Lazare est un bras d'honneur à tous ceux qui rêvent de la dématérialisation complète de la musique. Car le duo français, pourvoyeur d'une musique nocturne et ultra synthétique, utilise au mieux le support visuel pour créer, avant même l'écoute de leur musique, une ambiance forte, prégnante, qui invite tous les sens à se mobiliser.
Ces femmes nues, on veut les toucher; ce lieu magique, sorte de Paradis décomposé (Lazare, titre superbe et terriblement évocateur n'a certainement pas été choisi par hasard), on veut le sentir, le voir. On veut, finalement, dès le départ, goûter ce que ressent cette famille bizarrement mixte, où le père est absent, où les enfants sont libres dès qu'ils ont l'âge de marcher.
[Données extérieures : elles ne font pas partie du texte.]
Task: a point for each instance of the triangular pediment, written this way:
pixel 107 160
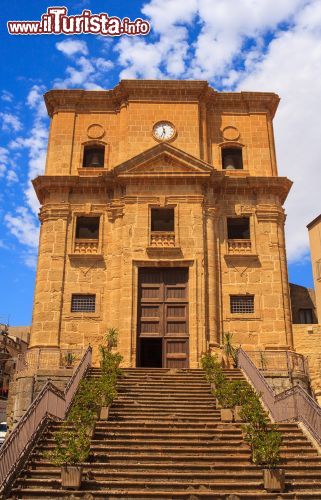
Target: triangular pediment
pixel 163 159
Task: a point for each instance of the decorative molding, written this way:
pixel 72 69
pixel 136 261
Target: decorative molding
pixel 115 210
pixel 230 133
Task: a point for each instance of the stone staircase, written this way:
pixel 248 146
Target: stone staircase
pixel 164 440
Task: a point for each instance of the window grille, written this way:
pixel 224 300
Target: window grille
pixel 232 159
pixel 87 228
pixel 306 316
pixel 83 303
pixel 162 219
pixel 238 228
pixel 94 156
pixel 242 304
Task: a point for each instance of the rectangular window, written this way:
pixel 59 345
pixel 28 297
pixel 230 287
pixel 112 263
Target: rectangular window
pixel 305 316
pixel 162 219
pixel 242 304
pixel 83 303
pixel 94 156
pixel 87 228
pixel 232 159
pixel 238 228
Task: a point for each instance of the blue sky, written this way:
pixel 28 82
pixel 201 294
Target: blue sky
pixel 234 44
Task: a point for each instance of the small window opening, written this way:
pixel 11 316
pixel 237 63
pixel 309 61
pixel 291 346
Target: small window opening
pixel 83 303
pixel 238 228
pixel 94 156
pixel 232 158
pixel 305 316
pixel 242 304
pixel 87 228
pixel 162 219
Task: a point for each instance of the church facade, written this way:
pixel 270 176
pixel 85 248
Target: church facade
pixel 162 216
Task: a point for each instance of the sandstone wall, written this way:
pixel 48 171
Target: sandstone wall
pixel 307 341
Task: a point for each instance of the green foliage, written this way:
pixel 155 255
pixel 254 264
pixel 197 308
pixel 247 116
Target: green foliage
pixel 72 442
pixel 70 358
pixel 213 370
pixel 265 445
pixel 264 439
pixel 228 348
pixel 72 446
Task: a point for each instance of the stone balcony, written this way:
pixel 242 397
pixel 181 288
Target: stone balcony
pixel 162 239
pixel 239 247
pixel 86 247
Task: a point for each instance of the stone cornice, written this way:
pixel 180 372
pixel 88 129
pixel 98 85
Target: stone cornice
pixel 82 101
pixel 280 186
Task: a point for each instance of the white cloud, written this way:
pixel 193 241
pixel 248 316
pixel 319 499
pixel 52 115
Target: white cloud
pixel 6 96
pixel 86 73
pixel 71 46
pixel 287 70
pixel 248 45
pixel 10 122
pixel 12 177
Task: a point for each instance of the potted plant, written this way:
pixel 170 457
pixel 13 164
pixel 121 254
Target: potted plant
pixel 109 362
pixel 69 360
pixel 230 353
pixel 72 447
pixel 265 442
Enfin on veut entendre. Et bien sûr, on est surpris par les notes que mettent les Principles Of Geometry sur ce cadre fabuleux. Heureusement, pas de casse-tête mathématique à l'horizon, l'électronique du duo reste abordable, même si elle ne fait aucune concession. Ainsi, immédiatement enjôleuses, les mélodies glissent pourtant rapidement entre les doigts, et on se laisse ensuite plus porter par une atmosphère ou des textures sonores que par leur structure même.
Tour à tour violentes ("Titan", "Interstate Highway System", "Prophet") tendues ("Napoleon", "Golem", "Corvo Sulla Città") ou élégiaques ("Matin", "Shaberhill", "Charles & Ray" ou "Messiah") les morceaux restent définitivement ancrés dans les années 80, ses sons analogiques et ses basses acides.
Quelques voix s'invitent, dont celle de Sébastien Tellier au vocoder, de Vast Aire et de Hangar 18 (rappeurs américains)... Elles contribuent au côté résolument étrange de l'entreprise, dont on ne saurait dire si elle est plus proche de la pop, de l'électronique ou de l'expérimentation. Au final, la musique de Lazare est à l'image ce cette fameuse forêt, coeur de ce deuxième album des Principles Of Geometry: foisonnante, inquiétante, charnelle et bienfaisante.